An article in today’s Chicago Tribune (Synchronized signals no match for ‘oversaturation’ by Jon Hilkevitch) addresses the issue of traffic lights and capacity. The issues should be nothing new for OR types: synchronizing traffic lights and developing “smarter” traffic lights isn’t very effective when there is just too much traffic.
Having lived in Chicago, I frequently complain about the horribly synchronized traffic lights in Richmond, which are vastly inferior to traffic lights in just about every other city I have driven in. However, the traffic in Chicago is worse than the traffic in Richmond–better traffic lights only exist in cities with terrible traffic. I’d choose less traffic over better traffic lights.
Hilkevitch writes:
The effect [of synchronization] on traffic is nothing short of fabulous, reducing travel times, fuel consumption and pollution — but only when there is available capacity on the road.Those same interconnected traffic signals are “completely useless” against heavy traffic… The term that traffic engineers use is “oversaturation.” It means there are simply too many vehicles for the available pavement.
Yet the reality of supply and demand isn’t stopping transportation officials at the state, county and municipal levels from spending hundreds of millions on interconnecting traffic signals so they “talk” to each other in an attempt to maximize traffic movement.
This is a lucrative research area: The Transportation Research Board is offering a $600,000 research grant for developing better traffic light synchronization in oversaturated conditions (the deadline is October 16).
This makes me wonder if these approaches do indeed “maximize” capacity. In some situations, very long lights help traffic flow although sometimes drivers have long waits. I rarely see these kind of lights, so maybe drivers want some kind of “equity” (capacity should be reduced so no one has too wait too long). In some areas, lights are so close together that the resulting finite queues present challenges in making smarter traffic lights.
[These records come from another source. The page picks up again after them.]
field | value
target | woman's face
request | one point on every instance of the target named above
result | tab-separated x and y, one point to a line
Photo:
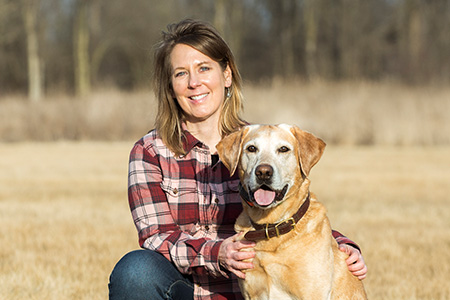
198	84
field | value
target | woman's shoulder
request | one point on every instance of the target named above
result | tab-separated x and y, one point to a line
151	142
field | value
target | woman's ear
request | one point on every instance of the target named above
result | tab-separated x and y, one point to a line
228	74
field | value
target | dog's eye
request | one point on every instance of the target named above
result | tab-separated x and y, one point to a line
252	148
283	149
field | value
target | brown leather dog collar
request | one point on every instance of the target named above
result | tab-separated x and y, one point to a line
269	231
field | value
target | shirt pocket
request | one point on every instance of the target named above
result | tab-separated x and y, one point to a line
182	196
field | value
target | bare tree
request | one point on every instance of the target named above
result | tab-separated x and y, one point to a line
30	10
81	49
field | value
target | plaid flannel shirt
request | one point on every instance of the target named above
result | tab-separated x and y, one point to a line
183	207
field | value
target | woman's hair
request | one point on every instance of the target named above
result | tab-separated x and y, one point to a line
205	39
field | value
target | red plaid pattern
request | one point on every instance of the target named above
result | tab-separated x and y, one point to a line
183	207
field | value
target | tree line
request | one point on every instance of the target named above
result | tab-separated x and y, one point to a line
77	45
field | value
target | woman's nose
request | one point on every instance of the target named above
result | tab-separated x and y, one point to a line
194	81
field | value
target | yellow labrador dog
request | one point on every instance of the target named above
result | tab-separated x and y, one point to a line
296	255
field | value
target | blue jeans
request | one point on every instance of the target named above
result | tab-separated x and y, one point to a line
145	274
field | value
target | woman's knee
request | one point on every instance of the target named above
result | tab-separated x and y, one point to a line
141	273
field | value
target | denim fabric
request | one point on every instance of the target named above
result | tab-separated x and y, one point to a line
145	274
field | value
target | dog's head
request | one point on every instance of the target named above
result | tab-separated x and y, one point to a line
272	161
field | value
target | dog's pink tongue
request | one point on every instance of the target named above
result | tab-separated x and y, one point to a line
264	197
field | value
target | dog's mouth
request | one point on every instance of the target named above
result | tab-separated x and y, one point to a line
265	196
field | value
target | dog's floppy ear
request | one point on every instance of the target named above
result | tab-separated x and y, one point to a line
229	149
310	149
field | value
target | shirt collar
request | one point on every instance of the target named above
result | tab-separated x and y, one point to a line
189	141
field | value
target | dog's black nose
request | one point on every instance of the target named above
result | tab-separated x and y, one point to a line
264	172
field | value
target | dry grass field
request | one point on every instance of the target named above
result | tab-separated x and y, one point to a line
64	219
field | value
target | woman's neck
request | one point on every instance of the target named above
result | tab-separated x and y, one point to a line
206	132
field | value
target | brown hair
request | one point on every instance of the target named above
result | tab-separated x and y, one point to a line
204	38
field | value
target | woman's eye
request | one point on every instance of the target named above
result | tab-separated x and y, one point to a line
252	148
283	149
179	74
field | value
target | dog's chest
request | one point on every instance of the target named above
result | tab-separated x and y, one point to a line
274	274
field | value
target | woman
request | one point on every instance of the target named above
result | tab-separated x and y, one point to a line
182	199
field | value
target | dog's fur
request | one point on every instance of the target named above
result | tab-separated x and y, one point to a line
306	262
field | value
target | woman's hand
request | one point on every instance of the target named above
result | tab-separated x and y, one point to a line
233	259
355	261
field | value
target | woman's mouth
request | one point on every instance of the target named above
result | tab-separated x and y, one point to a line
198	97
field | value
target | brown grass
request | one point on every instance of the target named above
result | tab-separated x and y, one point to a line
64	219
351	113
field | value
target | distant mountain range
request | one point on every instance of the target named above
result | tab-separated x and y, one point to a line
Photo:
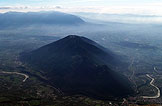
78	65
19	19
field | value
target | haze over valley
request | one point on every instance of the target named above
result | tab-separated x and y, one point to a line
80	58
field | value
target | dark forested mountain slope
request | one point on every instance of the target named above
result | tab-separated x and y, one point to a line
78	65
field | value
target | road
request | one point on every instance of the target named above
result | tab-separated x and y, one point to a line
22	74
158	90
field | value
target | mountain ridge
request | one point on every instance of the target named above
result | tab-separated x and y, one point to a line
76	66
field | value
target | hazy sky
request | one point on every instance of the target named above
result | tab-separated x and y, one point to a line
150	7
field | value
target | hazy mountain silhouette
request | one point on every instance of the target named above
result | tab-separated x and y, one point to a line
78	65
17	19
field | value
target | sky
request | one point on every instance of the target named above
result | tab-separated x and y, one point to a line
141	7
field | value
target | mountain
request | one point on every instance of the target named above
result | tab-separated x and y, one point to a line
78	65
18	19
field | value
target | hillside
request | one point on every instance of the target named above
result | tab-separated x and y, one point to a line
77	65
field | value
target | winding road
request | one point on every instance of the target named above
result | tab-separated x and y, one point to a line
158	90
22	74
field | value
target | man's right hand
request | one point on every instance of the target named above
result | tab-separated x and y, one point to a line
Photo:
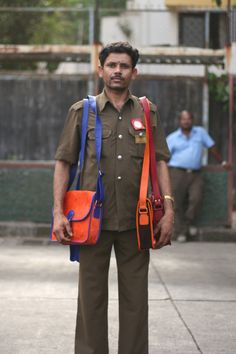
61	228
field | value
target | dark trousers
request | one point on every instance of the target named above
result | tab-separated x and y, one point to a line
132	265
187	189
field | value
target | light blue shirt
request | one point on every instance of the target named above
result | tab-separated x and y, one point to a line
186	151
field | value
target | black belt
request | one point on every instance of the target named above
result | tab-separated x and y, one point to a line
188	170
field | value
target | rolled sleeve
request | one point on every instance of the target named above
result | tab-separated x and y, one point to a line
69	143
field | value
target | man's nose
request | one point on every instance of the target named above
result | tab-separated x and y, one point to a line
118	68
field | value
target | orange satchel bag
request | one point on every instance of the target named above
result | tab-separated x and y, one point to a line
149	209
84	208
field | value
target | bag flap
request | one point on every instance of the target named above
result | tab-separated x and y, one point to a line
78	204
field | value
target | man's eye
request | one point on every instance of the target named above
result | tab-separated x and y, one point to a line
111	65
125	66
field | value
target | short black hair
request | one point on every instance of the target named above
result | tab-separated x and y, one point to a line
119	47
185	111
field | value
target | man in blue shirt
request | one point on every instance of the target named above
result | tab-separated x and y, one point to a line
186	145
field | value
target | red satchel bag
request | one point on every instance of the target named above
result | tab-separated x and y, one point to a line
150	209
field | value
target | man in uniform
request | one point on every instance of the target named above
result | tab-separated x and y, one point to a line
186	145
121	162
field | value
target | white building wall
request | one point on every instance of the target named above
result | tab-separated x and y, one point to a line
142	4
145	28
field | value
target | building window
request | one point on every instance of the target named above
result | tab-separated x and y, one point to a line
192	30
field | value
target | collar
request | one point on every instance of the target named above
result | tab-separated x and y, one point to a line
102	100
193	131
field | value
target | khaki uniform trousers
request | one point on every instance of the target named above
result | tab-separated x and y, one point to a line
187	189
132	265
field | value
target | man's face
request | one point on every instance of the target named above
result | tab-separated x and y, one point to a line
185	121
117	71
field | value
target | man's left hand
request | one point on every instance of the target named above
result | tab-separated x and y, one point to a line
164	230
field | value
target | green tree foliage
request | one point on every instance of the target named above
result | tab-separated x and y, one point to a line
70	27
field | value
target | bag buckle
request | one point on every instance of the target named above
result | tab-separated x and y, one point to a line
143	210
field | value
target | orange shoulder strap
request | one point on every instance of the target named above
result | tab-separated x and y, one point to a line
144	175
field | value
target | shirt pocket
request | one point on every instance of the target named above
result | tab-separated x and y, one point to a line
106	142
135	149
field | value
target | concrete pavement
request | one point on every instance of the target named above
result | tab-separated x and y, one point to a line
192	298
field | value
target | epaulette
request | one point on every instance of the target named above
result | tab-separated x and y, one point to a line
77	105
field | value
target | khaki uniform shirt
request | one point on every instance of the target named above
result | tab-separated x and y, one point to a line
122	155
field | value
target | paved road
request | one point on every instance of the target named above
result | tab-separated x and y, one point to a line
192	299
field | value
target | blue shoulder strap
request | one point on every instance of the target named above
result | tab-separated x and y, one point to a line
89	102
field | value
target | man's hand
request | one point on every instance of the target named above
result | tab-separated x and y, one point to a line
164	229
61	228
227	166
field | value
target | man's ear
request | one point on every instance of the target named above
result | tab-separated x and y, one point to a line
134	73
100	71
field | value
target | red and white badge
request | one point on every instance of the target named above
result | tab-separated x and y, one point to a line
137	124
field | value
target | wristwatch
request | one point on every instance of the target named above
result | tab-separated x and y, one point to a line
169	197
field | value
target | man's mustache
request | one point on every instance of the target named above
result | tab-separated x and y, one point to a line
117	77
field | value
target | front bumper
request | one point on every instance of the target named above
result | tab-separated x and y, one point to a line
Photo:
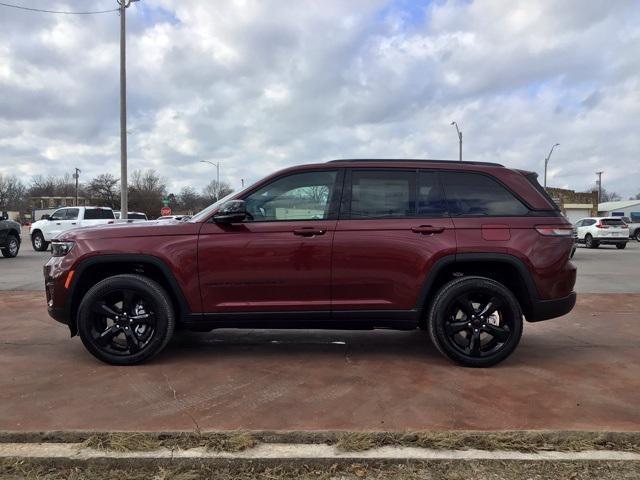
548	309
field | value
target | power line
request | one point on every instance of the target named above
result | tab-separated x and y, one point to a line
19	7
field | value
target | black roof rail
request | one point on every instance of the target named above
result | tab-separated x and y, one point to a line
465	162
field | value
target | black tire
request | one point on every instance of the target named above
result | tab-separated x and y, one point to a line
490	337
37	240
133	332
12	248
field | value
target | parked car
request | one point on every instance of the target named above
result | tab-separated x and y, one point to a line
9	237
63	219
596	231
634	228
174	217
461	249
132	216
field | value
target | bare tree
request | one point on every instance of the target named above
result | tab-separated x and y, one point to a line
146	190
103	190
188	199
214	191
13	193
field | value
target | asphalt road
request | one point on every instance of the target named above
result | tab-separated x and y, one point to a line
602	270
578	372
568	373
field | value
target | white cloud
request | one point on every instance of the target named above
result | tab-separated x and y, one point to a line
259	85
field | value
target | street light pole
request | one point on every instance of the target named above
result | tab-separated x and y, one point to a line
124	194
217	165
599	187
77	176
546	162
459	137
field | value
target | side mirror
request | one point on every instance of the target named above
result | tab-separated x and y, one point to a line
233	211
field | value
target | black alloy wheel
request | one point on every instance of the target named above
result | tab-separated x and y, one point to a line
125	319
12	248
475	321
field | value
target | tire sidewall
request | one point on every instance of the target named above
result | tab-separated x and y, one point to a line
162	308
438	317
42	242
588	241
6	252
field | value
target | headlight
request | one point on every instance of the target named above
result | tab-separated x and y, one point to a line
60	249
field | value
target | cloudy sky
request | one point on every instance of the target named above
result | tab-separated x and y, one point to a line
259	85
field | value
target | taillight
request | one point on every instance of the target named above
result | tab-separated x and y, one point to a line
554	230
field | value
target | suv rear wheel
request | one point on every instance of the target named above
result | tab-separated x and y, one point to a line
475	321
38	242
12	248
589	242
125	319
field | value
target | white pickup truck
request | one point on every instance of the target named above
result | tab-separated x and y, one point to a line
634	228
63	219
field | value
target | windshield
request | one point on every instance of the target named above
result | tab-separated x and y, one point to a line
205	213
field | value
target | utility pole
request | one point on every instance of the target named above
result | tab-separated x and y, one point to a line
599	187
546	161
459	137
77	176
124	194
217	165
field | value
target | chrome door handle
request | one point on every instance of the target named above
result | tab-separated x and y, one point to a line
308	232
427	229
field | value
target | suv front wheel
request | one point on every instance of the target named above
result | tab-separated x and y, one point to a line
475	321
125	319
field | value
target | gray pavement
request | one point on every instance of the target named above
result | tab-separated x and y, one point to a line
602	270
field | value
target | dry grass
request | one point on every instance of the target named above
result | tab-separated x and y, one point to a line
144	442
515	441
446	470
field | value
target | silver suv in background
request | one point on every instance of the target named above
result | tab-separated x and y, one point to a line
596	231
634	228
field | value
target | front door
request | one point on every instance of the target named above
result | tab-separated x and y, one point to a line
279	258
393	227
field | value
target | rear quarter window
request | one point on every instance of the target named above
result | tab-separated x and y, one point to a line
614	222
475	194
98	214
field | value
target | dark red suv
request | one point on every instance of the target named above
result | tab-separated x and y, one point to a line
461	249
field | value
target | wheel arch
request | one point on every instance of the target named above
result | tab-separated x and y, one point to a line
504	268
94	269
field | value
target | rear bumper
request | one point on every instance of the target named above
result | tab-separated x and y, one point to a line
611	241
548	309
59	315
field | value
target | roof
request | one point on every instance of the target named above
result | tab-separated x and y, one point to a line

I’ve always wondered about roundabouts, and whether we should use them more frequently in the US. Apparently, roundabouts improve capacity and reduce accidents, but revamping many intersections in a city to create roundabouts would be an expensive, logistical nightmare.
October 1st, 2007 at 8:10 pm
You raise a great point about what the objective function should be in traffic flow optimization. Maximizing capacity is only one possibility, and choosing a different objective may lead to a very different solution.